Sound Unity features a quartet with Parker, drummer Hamid Drake, trumpeter Lewis Barnes and alto saxophonist Rob Brown. In this regard, it’s a sequel to O’Neal’s Porch, the well-received album that introduced the group in 2000. The new disc, recorded live in Canada during a summer tour last year, advances Parker’s claim to a post-bop experimentalism that swings. Barnes and Brown make an engaging frontline pair, proficient in impromptu tandem movements as well as witty call and response; Drake and Parker, as they’ve proven elsewhere, form a dynamic rhythmic axis. Altogether, the quartet often suggests Ornette Coleman, in terms of both rhythm and color. But notwithstanding “Wood Flute Song,” a tribute to Coleman’s old partner Don Cherry, it reaches beyond emulation for its own progressive means.

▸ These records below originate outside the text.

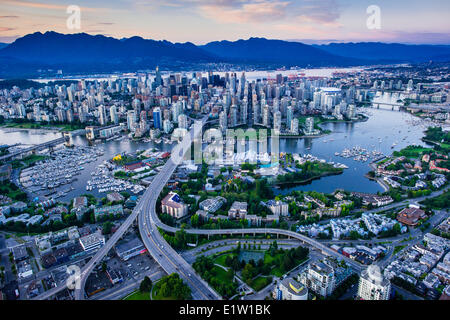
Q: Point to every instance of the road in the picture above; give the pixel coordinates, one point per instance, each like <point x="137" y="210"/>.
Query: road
<point x="160" y="250"/>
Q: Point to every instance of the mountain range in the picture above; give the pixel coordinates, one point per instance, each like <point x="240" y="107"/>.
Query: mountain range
<point x="81" y="53"/>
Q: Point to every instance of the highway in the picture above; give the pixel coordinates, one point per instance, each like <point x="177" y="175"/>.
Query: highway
<point x="161" y="251"/>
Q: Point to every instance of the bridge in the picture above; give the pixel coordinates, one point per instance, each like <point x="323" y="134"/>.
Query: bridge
<point x="170" y="260"/>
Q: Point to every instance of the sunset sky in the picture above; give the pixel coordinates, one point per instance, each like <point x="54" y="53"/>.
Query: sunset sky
<point x="201" y="21"/>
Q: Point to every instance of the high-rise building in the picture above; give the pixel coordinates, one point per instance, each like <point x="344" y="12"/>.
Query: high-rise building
<point x="277" y="121"/>
<point x="294" y="126"/>
<point x="351" y="111"/>
<point x="114" y="115"/>
<point x="167" y="126"/>
<point x="102" y="115"/>
<point x="289" y="116"/>
<point x="182" y="121"/>
<point x="223" y="121"/>
<point x="373" y="286"/>
<point x="266" y="116"/>
<point x="319" y="277"/>
<point x="157" y="118"/>
<point x="309" y="126"/>
<point x="131" y="120"/>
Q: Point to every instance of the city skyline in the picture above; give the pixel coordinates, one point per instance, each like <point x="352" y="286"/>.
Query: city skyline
<point x="201" y="21"/>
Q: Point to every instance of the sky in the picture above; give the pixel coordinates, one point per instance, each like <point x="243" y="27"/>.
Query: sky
<point x="202" y="21"/>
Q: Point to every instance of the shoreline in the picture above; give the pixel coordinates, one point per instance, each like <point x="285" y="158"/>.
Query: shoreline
<point x="304" y="182"/>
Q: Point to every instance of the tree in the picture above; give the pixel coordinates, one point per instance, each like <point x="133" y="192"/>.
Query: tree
<point x="146" y="285"/>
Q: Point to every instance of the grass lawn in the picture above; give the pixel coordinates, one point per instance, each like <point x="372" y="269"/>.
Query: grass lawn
<point x="137" y="295"/>
<point x="221" y="274"/>
<point x="221" y="259"/>
<point x="156" y="296"/>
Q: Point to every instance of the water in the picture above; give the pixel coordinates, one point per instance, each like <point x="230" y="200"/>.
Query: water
<point x="110" y="148"/>
<point x="390" y="126"/>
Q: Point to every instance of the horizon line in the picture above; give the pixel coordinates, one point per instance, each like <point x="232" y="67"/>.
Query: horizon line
<point x="303" y="41"/>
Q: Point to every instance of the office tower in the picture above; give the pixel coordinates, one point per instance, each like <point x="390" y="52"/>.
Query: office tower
<point x="256" y="112"/>
<point x="243" y="81"/>
<point x="233" y="116"/>
<point x="244" y="111"/>
<point x="131" y="120"/>
<point x="266" y="116"/>
<point x="373" y="286"/>
<point x="182" y="121"/>
<point x="289" y="116"/>
<point x="158" y="79"/>
<point x="294" y="126"/>
<point x="223" y="121"/>
<point x="69" y="115"/>
<point x="37" y="113"/>
<point x="309" y="125"/>
<point x="277" y="121"/>
<point x="410" y="85"/>
<point x="167" y="126"/>
<point x="157" y="118"/>
<point x="317" y="99"/>
<point x="114" y="115"/>
<point x="102" y="115"/>
<point x="60" y="114"/>
<point x="136" y="104"/>
<point x="351" y="111"/>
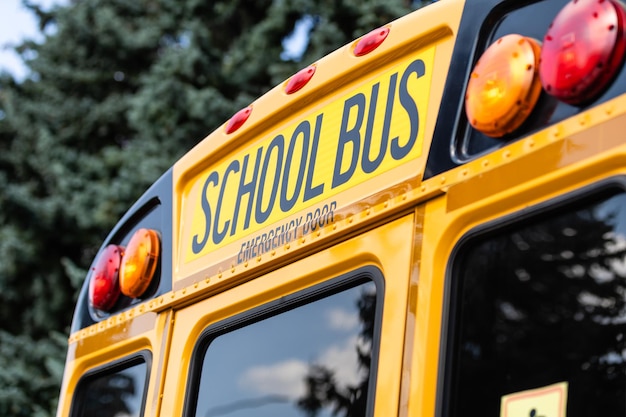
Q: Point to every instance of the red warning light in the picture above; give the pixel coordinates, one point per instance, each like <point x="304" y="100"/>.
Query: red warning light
<point x="583" y="50"/>
<point x="104" y="289"/>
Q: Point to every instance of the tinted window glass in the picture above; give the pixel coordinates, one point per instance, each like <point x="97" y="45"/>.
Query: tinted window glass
<point x="541" y="303"/>
<point x="311" y="360"/>
<point x="115" y="392"/>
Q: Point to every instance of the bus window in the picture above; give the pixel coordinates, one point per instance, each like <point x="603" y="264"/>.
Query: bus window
<point x="310" y="358"/>
<point x="117" y="391"/>
<point x="541" y="304"/>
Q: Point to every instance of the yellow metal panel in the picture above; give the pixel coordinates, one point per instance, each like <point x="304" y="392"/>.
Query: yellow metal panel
<point x="361" y="127"/>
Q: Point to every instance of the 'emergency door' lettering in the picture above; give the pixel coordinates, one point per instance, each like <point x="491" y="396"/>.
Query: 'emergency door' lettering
<point x="371" y="130"/>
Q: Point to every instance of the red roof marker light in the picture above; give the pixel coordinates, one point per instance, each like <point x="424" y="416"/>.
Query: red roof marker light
<point x="300" y="79"/>
<point x="371" y="41"/>
<point x="238" y="119"/>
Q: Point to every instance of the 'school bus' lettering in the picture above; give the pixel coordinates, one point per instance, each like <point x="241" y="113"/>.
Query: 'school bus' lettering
<point x="434" y="225"/>
<point x="372" y="130"/>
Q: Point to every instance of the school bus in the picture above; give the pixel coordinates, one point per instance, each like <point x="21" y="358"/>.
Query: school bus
<point x="429" y="221"/>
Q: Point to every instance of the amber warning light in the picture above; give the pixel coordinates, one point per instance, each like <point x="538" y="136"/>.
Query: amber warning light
<point x="580" y="55"/>
<point x="504" y="86"/>
<point x="128" y="271"/>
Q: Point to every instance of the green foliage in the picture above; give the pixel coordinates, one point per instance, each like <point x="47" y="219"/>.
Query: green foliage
<point x="117" y="92"/>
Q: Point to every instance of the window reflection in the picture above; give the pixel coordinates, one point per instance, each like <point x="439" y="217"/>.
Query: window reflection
<point x="312" y="360"/>
<point x="541" y="303"/>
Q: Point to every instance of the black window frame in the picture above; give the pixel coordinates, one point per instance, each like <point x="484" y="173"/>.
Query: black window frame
<point x="289" y="302"/>
<point x="570" y="201"/>
<point x="141" y="357"/>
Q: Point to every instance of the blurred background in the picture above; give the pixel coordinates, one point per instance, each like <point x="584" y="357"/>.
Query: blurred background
<point x="98" y="98"/>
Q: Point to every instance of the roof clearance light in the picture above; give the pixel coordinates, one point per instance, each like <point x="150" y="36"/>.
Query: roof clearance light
<point x="371" y="41"/>
<point x="300" y="79"/>
<point x="103" y="285"/>
<point x="238" y="119"/>
<point x="140" y="262"/>
<point x="583" y="50"/>
<point x="504" y="86"/>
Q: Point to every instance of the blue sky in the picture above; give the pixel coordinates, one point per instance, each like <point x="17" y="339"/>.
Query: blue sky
<point x="16" y="24"/>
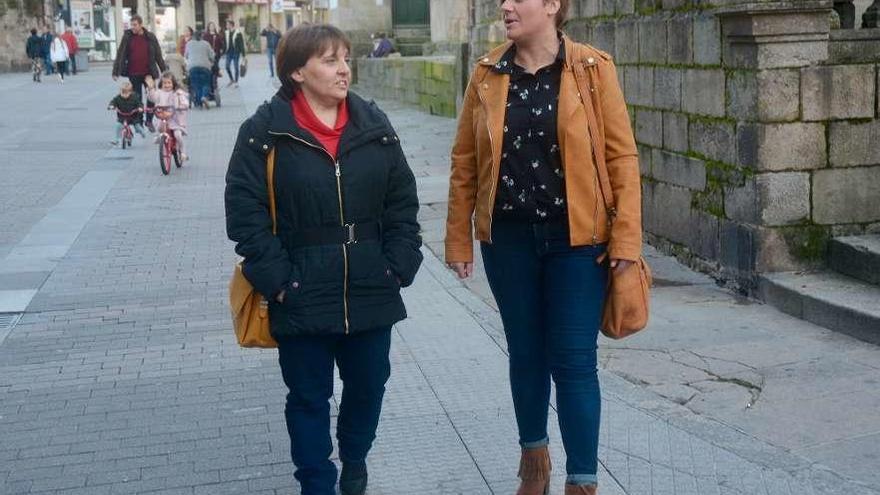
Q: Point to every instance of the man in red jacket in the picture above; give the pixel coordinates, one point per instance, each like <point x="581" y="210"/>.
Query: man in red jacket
<point x="72" y="47"/>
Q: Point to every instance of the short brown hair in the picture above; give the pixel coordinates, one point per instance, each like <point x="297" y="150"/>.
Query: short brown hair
<point x="300" y="44"/>
<point x="562" y="13"/>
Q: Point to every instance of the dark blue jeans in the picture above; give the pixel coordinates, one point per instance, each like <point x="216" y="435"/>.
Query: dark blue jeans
<point x="307" y="369"/>
<point x="200" y="84"/>
<point x="550" y="296"/>
<point x="232" y="62"/>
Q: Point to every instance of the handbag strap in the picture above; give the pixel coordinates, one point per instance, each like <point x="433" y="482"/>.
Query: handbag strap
<point x="593" y="128"/>
<point x="270" y="182"/>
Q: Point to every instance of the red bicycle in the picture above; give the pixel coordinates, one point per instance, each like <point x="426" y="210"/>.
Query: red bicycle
<point x="127" y="132"/>
<point x="167" y="143"/>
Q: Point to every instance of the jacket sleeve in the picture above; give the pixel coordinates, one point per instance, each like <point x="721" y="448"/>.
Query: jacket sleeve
<point x="621" y="158"/>
<point x="462" y="184"/>
<point x="401" y="239"/>
<point x="266" y="264"/>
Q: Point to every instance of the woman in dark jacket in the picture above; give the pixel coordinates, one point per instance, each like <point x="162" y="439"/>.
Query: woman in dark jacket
<point x="347" y="241"/>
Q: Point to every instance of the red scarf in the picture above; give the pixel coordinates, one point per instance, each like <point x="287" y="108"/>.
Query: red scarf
<point x="306" y="118"/>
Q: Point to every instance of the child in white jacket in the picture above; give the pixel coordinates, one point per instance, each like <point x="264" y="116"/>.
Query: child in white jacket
<point x="172" y="101"/>
<point x="59" y="54"/>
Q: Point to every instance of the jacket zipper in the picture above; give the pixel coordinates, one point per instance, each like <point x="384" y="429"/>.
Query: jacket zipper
<point x="492" y="151"/>
<point x="338" y="173"/>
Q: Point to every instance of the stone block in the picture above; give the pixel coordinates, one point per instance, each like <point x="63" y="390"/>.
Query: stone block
<point x="838" y="92"/>
<point x="667" y="88"/>
<point x="854" y="144"/>
<point x="626" y="42"/>
<point x="737" y="246"/>
<point x="645" y="160"/>
<point x="861" y="188"/>
<point x="765" y="96"/>
<point x="659" y="200"/>
<point x="774" y="147"/>
<point x="588" y="8"/>
<point x="772" y="199"/>
<point x="649" y="127"/>
<point x="775" y="39"/>
<point x="679" y="170"/>
<point x="680" y="37"/>
<point x="603" y="37"/>
<point x="702" y="92"/>
<point x="714" y="140"/>
<point x="639" y="86"/>
<point x="707" y="40"/>
<point x="652" y="40"/>
<point x="675" y="131"/>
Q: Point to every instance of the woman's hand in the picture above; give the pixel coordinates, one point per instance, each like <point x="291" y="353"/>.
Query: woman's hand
<point x="462" y="269"/>
<point x="619" y="266"/>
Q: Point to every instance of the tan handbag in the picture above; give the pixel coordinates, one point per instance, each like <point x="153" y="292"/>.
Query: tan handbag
<point x="250" y="310"/>
<point x="627" y="300"/>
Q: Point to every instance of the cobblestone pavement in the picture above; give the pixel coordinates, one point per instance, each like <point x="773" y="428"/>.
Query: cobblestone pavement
<point x="123" y="377"/>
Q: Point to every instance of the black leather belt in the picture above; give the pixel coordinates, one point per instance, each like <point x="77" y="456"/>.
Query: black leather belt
<point x="350" y="233"/>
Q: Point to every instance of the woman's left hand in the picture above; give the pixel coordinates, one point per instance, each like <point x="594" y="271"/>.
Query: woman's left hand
<point x="619" y="266"/>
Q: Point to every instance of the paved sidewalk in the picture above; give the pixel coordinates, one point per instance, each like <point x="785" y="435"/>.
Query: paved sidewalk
<point x="123" y="376"/>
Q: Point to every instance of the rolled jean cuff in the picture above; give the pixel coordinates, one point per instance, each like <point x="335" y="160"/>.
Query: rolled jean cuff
<point x="582" y="479"/>
<point x="536" y="444"/>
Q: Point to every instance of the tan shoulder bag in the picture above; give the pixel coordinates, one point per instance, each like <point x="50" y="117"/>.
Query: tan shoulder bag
<point x="250" y="310"/>
<point x="627" y="299"/>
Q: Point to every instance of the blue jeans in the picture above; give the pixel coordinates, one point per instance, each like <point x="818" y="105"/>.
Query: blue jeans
<point x="550" y="296"/>
<point x="307" y="369"/>
<point x="200" y="84"/>
<point x="232" y="58"/>
<point x="271" y="56"/>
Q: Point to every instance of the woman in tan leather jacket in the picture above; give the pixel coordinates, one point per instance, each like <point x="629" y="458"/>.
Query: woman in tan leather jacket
<point x="524" y="171"/>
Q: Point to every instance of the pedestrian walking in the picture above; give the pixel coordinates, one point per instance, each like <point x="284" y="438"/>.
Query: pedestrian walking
<point x="235" y="50"/>
<point x="137" y="57"/>
<point x="34" y="50"/>
<point x="59" y="55"/>
<point x="200" y="60"/>
<point x="47" y="38"/>
<point x="185" y="38"/>
<point x="524" y="168"/>
<point x="72" y="47"/>
<point x="273" y="36"/>
<point x="347" y="240"/>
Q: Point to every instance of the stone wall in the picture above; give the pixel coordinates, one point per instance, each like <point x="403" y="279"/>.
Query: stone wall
<point x="432" y="83"/>
<point x="757" y="127"/>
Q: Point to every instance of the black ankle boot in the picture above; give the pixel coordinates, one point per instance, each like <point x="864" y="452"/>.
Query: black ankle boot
<point x="353" y="479"/>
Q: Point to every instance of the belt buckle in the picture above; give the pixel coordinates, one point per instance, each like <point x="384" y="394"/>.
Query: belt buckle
<point x="351" y="237"/>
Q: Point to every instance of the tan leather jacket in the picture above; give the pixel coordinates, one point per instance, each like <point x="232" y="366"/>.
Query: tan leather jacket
<point x="476" y="157"/>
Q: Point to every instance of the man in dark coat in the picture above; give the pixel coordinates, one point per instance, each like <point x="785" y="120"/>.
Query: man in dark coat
<point x="34" y="50"/>
<point x="139" y="56"/>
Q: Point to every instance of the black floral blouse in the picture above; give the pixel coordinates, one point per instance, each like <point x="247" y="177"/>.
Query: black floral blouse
<point x="531" y="183"/>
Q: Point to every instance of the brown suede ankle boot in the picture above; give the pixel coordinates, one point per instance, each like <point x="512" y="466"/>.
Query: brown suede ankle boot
<point x="580" y="489"/>
<point x="534" y="471"/>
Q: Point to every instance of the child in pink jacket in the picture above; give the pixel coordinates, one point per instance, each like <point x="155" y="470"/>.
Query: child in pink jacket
<point x="169" y="97"/>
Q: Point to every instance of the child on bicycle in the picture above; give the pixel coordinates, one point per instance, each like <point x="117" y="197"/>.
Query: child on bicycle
<point x="172" y="105"/>
<point x="128" y="109"/>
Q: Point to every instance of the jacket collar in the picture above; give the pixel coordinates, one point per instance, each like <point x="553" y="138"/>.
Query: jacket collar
<point x="365" y="122"/>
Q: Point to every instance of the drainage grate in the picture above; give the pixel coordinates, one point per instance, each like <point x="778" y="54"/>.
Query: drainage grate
<point x="7" y="323"/>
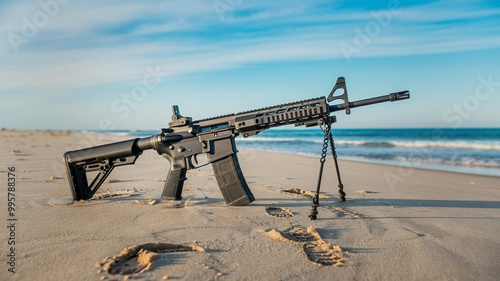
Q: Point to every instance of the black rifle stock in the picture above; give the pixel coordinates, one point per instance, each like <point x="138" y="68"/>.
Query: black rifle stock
<point x="185" y="139"/>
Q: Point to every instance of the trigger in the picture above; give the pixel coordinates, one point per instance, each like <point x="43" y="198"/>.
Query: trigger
<point x="190" y="161"/>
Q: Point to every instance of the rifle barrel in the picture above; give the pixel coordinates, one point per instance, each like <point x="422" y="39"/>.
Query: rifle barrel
<point x="390" y="97"/>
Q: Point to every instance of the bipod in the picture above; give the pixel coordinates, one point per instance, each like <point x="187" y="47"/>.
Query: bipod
<point x="326" y="126"/>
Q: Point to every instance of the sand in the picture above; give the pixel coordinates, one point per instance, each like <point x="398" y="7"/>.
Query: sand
<point x="398" y="223"/>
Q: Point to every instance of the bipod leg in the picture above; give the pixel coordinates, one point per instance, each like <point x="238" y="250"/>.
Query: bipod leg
<point x="314" y="209"/>
<point x="334" y="153"/>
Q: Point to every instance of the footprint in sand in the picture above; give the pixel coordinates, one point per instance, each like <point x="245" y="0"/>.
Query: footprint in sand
<point x="279" y="212"/>
<point x="313" y="246"/>
<point x="140" y="258"/>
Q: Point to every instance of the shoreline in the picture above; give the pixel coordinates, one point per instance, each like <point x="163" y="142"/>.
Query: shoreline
<point x="395" y="222"/>
<point x="458" y="169"/>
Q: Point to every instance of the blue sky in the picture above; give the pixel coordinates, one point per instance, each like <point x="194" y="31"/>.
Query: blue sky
<point x="122" y="64"/>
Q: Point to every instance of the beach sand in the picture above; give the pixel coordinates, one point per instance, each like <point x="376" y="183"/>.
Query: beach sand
<point x="398" y="223"/>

Two Masters reaches even further, past the orthodoxies of harmony and rhythm. Taking the lead of multi-reedist Bill Cole, in whose Untempered Ensemble he plays, Parker rifles through a handful of nonwestern instruments: Indonesian flute, Malian harplike doson ngoni and African talking drum among them. The results are incantatory and almost fully abstract-if Cole and Parker aren’t free-improvising, then they’re doing a good impression of it. Melodies do emerge organically, as on “Bird and Branch.” But this isn’t music about line or form so much as spirit. So while it lacks the cohesion of Sound Unity (which actually may be appropriately named), it’s worth noting that Parker has a different kind of unity in mind here.